Though it is important to note that the sample size for the study was small (only six tech startups were analyzed), it can be helpful for higher ed administrators who are working to ensure student data is protected. Higher education is the most vulnerable industry to hacking besides healthcare, and there are numerous strategies higher ed institutions can use to make their own tech practices safer, including firewall establishment and multiple authentication steps for users. Still, there are certainly benefits to partnering with a tech startup. The costs may be significantly less than partnering with businesses that are more renowned, and schools may have the chance to benefit from innovative tools or approaches before they become widely disseminated in the marketplace.

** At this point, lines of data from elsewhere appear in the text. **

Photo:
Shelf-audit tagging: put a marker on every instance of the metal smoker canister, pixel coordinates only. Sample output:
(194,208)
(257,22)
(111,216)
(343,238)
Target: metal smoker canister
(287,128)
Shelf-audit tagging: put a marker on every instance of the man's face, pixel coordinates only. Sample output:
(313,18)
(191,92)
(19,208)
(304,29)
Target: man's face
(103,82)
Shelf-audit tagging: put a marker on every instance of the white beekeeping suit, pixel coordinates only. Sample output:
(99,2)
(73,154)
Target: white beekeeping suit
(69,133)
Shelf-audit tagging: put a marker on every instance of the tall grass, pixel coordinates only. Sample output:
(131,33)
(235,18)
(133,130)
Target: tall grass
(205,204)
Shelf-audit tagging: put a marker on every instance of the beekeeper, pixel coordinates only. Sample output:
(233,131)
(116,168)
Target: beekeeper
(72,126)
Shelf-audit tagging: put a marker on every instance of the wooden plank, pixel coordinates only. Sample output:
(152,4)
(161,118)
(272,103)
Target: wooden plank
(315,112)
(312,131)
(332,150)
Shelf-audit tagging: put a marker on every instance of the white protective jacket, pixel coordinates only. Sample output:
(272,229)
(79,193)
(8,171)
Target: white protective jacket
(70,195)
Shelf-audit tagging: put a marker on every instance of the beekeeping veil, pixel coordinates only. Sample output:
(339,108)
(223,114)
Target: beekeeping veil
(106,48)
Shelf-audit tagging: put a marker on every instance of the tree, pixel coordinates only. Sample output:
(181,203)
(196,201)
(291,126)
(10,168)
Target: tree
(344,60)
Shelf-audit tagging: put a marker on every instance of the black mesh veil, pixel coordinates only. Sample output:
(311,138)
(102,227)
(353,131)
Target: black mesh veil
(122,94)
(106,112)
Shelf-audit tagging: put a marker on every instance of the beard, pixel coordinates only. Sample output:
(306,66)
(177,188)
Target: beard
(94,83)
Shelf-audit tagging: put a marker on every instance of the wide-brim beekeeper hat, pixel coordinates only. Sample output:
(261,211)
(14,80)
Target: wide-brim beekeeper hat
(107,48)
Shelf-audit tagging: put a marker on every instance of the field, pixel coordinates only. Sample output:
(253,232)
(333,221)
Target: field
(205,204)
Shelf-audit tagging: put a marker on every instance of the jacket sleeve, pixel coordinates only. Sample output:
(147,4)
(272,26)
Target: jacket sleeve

However, the study notes that startups may not substantively focus data security and management practices, at least in the early stages of the business, because they often faced “little demand from customers” on instituting certain practices. This means it may be incumbent on higher ed institutions to require that startups promise more student data protection from the outset, which could instill a more widespread understanding among all ed tech companies that such protections should be considered essential. It is beneficial for colleges and universities to demand this, as well. Industries and companies often suffer bad press in the wake of substantial data breach, and higher ed institutions in a similar situation would likely not avoid such scrutiny.